A los 86 años murió la Hermana Bernarda, una monja de la Congregación de las Hermanas de la Santa Cruz, que con hábitos grises y blancos, una sonrisa siempre amplia, supo inculcar a la audiencia televisiva con sus micros de cocina simple pero sabrosa y sus consejos sobre la religión, la familia y las buenas costumbres.

La noticia fue confirmada por el obispo de Quilmes, Carlos Tissera. En un comunicado, dio “gracias a Dios por la vida fecunda” de la mujer, que supo transmitir los valores evangélicos a través de sus libros y programas.

Dulces tentaciones se emitía por el canal El Gourmet y luego pasó a América. También publicó varios libros de cocina, entre ellos 100 recetas: cocina y meditación, que fue récord de ventas.

La semana pasada había sufrido un ACV. Ante la gravedad de su estado, allegados y muchos de los alumnos que asistían a sus clases culinarias en la parroquia de los Dolores iniciaron cadenas de oración para pedir por su pronta recuperación. Anoche, la noticia de su muerte fue uno de los temas más comentados ( Trending Topic ) en Twitter.

El chef español Ramiro Rodríguez Pardo, que estuvo al frente de varios emprendimientos gastronómicos y participó del programa Los cocineros, recordó con un afecto especial. “Su estilo de patisserie centroeuropeo era clásico, algo que ya pocos cocineros practican en la actualidad, ya que quedo completamente renovada.
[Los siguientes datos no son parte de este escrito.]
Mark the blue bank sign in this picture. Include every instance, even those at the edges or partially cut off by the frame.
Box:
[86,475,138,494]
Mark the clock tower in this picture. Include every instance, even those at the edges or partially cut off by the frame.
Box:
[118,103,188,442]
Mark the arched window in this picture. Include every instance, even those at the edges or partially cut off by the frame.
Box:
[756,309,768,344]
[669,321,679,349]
Era una excelente persona y hacía su trabajo con mucha pasión y un gran amor”, dijo a Clarín.

Hija de una familia de alemanes del Volga, Florentina Seitz –tal era su verdadero nombre– pasó la mayor parte de su infancia en los campos de su padre en el sur de Córdoba, a mitad de camino entre Río Cuarto y Achiras, donde se dedicaba a realizar tareas campestres.

En 1944, antes de cumplir los 16, se alistó en la congregación de las monjas suizas. Su papá, Enrique, la llevó hasta Rosario y de allí viajó acompañada por una monja hasta la ciudad de Buenos Aires.
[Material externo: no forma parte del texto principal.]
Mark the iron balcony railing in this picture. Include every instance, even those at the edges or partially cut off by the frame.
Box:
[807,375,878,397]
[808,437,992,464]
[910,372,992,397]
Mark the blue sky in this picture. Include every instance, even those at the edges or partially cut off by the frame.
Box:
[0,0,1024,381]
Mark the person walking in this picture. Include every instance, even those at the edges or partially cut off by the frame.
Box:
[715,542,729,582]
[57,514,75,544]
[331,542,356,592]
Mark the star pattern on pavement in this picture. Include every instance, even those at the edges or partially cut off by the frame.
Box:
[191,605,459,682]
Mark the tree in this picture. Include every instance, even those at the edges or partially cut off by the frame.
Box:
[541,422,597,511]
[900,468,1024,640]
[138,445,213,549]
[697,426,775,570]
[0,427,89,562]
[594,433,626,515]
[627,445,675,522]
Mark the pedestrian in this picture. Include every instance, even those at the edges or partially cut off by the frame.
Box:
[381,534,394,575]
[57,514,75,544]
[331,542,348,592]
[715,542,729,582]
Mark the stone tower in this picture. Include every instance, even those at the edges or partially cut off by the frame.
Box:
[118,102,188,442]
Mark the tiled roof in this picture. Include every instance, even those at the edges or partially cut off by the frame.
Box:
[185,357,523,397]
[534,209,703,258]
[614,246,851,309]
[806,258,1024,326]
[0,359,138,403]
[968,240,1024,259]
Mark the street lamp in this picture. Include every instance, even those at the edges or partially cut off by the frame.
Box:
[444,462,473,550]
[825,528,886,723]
Entre 1986 y 1987 se fue a vivir a Suiza y estuvo un tiempo radicada en Alemania, donde se reencontró con sus orígenes y se perfeccionó en el arte de la cocina, que luego se encargó de transmitir a sus alumnas.
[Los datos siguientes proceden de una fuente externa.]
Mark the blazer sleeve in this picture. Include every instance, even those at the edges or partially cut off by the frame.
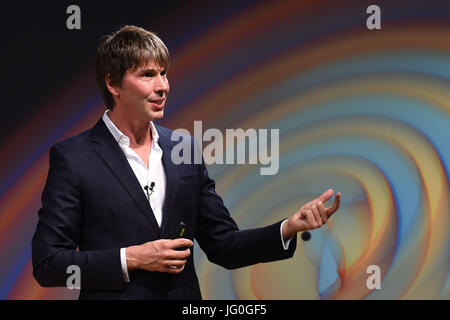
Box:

Algunas veces contó que sus padres y hermanos eran agricultores y criaban cerdos. Ella era la única mujer y quedaba a cargo de la cocina. “Como no había reloj, por las sombras de la pared sabía cuándo tenía que empezar a preparar el almuerzo. A las 12, por la ventana flameaba un trapito, para que mi familia pudiera verlo desde lejos y venir a comer”.